First National Bank of Boston v. Bellotti, 435 U.S. 765; 98 S. Ct. 1407; 55 L. Ed. 2d 707 (1978)

Facts—Appellants were national banking associations and business corporations that wanted to publicize their views. They opposed a referendum proposal to amend the Massachusetts Constitution that would allow the legislature to enact a graduated personal income tax. The attorney general of Massachusetts advised the corporation against making contributions or expenditures “for the purpose of influencing . . . or affecting the vote on any question submitted to the voters other than the one materially affecting any of the property, business or assets of the corporation.” The Supreme Judicial Court of Massachusetts held that the corporation could not claim First or Fourteenth Amendment protections for its speech or other activities entitling it to communicate its position on that issue to the general public. Although the 1976 referendum had passed, the Court did not believe the question “moot” inasmuch as another referendum proposal was likely to arise.

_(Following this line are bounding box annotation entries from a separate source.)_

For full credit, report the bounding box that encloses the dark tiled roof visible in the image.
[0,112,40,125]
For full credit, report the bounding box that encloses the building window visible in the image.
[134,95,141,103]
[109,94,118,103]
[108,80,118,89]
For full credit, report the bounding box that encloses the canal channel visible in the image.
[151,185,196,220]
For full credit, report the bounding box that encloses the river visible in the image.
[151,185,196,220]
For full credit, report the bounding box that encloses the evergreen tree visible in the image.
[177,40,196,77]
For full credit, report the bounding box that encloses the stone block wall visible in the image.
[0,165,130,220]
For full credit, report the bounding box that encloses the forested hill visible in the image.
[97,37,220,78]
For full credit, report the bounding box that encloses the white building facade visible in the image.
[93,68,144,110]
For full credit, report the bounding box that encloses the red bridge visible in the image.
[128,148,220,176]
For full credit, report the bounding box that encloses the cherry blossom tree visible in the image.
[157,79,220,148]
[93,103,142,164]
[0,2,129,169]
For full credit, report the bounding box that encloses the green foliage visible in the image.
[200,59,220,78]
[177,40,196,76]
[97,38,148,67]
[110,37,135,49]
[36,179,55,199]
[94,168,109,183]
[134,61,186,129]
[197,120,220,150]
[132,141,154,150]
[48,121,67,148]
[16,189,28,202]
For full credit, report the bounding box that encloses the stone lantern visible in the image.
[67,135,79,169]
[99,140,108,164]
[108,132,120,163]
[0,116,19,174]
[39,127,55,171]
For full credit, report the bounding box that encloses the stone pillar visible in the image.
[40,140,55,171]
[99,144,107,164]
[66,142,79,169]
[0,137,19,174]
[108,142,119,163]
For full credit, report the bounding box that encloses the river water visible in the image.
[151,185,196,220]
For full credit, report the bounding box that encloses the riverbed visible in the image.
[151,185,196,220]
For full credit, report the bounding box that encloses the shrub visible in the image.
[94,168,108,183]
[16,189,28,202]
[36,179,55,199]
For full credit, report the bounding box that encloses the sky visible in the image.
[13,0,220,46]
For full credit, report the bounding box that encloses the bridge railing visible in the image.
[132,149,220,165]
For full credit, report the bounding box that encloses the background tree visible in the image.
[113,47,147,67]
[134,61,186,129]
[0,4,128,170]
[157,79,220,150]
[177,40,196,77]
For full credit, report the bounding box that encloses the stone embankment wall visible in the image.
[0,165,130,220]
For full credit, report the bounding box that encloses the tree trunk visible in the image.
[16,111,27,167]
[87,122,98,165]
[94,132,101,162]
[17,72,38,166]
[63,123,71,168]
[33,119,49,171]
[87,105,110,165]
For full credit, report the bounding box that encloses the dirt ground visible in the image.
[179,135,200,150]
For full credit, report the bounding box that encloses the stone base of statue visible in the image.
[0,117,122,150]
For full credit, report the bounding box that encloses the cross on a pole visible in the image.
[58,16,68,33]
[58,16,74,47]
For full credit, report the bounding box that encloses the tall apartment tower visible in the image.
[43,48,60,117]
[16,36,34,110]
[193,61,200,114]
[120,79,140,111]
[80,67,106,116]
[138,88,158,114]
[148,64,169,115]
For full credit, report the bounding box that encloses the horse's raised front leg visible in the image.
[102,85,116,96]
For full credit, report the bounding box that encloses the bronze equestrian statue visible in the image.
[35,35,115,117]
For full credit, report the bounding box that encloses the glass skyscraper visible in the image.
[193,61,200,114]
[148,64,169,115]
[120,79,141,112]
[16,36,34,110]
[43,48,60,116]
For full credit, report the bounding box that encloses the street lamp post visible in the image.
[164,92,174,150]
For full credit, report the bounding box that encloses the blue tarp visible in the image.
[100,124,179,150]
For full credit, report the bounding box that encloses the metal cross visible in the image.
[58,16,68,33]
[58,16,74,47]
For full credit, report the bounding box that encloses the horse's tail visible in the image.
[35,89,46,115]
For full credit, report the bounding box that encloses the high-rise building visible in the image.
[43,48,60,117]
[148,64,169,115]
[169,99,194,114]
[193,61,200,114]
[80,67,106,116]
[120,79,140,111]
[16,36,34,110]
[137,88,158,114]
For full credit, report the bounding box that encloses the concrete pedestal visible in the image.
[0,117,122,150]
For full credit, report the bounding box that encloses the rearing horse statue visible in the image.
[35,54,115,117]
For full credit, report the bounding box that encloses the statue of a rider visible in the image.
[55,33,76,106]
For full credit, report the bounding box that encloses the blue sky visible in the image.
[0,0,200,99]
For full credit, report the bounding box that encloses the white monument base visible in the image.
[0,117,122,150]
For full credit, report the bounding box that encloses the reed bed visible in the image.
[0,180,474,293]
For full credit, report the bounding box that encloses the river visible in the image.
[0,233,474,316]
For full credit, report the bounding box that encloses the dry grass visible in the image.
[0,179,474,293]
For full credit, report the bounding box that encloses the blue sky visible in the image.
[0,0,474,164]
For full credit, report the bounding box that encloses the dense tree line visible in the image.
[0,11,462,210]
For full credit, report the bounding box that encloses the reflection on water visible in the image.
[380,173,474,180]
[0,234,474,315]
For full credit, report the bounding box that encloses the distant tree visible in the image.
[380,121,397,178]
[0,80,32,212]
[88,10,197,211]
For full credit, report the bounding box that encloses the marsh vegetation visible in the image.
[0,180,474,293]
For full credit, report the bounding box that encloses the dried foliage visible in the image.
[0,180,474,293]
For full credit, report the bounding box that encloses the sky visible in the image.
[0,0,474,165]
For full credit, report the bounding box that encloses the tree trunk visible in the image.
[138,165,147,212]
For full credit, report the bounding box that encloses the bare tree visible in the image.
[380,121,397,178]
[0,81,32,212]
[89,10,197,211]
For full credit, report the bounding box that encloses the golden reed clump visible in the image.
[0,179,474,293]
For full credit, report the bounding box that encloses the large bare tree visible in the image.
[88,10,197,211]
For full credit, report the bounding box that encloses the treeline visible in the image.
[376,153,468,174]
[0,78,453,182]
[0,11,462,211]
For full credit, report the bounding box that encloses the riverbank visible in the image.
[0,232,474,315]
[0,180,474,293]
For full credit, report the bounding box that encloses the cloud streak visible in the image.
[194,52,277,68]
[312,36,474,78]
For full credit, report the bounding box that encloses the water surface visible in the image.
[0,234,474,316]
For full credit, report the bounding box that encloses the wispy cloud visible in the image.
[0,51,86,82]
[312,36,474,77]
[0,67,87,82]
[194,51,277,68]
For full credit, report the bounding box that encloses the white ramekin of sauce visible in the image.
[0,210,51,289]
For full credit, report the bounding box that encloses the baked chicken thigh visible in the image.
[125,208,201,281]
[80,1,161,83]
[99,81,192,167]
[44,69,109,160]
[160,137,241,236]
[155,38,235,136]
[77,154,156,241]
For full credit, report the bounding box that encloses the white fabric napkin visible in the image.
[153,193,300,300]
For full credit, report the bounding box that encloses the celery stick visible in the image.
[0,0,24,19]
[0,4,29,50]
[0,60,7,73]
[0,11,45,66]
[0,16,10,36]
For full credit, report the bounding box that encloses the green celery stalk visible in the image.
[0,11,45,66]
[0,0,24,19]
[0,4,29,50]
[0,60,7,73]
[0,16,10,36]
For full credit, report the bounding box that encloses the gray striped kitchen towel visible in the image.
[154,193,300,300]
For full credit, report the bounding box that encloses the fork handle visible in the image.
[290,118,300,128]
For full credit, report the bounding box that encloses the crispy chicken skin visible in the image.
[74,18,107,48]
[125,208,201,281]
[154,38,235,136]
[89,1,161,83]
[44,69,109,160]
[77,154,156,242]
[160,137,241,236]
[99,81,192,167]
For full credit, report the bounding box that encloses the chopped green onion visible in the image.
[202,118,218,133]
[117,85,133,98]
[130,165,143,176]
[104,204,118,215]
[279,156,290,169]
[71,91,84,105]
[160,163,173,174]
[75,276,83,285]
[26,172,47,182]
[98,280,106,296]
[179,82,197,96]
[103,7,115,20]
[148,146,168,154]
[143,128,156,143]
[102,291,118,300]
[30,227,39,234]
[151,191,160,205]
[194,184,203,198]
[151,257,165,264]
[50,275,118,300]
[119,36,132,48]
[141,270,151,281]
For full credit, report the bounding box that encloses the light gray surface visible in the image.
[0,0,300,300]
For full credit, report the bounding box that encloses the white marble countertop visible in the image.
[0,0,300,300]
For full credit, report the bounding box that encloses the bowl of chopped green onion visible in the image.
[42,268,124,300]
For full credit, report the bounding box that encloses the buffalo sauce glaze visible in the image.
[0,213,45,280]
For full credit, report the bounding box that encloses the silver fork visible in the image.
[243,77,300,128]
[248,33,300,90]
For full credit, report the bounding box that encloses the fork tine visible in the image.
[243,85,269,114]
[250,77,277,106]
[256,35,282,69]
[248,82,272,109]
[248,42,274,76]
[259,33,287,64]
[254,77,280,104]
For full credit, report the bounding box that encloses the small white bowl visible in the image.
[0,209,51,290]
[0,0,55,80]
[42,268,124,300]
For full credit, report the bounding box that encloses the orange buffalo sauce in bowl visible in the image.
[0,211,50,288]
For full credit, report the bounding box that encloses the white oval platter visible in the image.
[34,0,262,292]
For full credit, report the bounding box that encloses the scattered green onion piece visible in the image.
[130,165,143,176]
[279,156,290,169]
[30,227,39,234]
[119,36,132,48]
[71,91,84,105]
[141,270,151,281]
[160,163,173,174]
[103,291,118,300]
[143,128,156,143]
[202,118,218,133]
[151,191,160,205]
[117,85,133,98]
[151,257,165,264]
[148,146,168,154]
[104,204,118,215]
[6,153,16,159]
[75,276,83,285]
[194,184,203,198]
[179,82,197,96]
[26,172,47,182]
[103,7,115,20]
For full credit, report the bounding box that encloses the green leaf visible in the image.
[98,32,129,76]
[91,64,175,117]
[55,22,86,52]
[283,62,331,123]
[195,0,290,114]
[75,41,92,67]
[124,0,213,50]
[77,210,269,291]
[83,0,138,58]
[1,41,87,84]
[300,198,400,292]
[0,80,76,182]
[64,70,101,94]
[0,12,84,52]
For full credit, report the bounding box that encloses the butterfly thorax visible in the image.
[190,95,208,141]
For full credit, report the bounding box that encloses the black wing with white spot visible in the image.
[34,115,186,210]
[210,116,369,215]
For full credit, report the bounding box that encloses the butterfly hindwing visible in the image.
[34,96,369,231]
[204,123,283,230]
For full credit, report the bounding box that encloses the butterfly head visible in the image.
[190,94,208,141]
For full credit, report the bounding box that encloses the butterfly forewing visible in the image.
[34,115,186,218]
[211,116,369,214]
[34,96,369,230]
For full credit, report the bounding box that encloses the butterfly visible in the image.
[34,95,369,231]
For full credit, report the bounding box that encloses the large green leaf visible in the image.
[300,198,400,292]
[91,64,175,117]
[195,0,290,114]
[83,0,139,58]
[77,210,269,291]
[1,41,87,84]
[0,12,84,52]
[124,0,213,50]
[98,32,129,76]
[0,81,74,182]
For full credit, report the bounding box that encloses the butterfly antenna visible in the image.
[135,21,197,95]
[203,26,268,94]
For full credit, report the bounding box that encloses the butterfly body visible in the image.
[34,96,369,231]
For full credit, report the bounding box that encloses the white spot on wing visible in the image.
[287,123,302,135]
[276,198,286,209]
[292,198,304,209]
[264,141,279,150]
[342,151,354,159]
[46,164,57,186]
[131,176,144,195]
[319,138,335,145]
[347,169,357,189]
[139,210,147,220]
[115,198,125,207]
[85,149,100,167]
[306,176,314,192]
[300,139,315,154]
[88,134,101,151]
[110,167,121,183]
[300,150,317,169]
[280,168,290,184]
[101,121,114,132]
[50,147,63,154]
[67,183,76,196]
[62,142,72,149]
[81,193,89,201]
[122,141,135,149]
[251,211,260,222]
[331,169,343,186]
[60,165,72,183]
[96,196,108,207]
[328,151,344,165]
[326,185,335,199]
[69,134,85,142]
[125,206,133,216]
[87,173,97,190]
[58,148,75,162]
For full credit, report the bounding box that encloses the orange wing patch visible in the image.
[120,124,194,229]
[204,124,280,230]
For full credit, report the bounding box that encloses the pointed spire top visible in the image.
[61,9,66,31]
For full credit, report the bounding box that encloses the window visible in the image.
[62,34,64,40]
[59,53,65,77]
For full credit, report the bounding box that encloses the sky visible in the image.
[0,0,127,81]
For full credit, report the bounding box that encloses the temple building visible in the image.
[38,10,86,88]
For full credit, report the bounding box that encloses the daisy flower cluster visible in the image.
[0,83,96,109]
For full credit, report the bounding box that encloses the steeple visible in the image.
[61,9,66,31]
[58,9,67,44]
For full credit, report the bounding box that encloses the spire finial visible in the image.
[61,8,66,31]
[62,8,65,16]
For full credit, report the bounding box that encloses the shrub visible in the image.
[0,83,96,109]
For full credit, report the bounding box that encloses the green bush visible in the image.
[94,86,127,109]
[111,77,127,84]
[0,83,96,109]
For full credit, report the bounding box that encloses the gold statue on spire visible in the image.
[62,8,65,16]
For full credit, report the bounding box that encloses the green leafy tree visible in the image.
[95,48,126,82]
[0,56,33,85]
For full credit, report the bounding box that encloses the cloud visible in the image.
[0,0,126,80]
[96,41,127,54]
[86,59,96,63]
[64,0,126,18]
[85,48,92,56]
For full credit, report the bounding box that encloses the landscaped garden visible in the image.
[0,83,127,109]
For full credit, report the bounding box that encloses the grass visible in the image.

Question—Does the Massachusetts law that prohibits corporations from spending money to influence a referendum violate the First and Fourteenth Amendments?


ReasonsJ. Powell (5–4). Freedom of speech and press embrace the liberty to discuss publicly and truthfully all matters of public concern without previous restraint or fear of subsequent punishment. If the speakers were not corporations, no one would suggest that the state could silence their proposed speech. Speech is indispensable to decision making in a democracy “and this is no less true because the speech comes from a corporation rather than an individual.” Although the press informs and educates the public and offers criticism and provides a forum for discussion and debate, it “does not have a monopoly on either the First Amendment or the ability to enlighten.” If a legislature may direct business corporations to “stick to business” it may also limit other corporations—religious, charitable, or civil—to their respective “business” when addressing the public. “Such power in government to channel the expression of views is unacceptable under the First Amendment.”

J. White and J. Rehnquist authored dissents in which they would have deferred to state judgments about the extent of corporate speech on issues not tied directly to such businesses.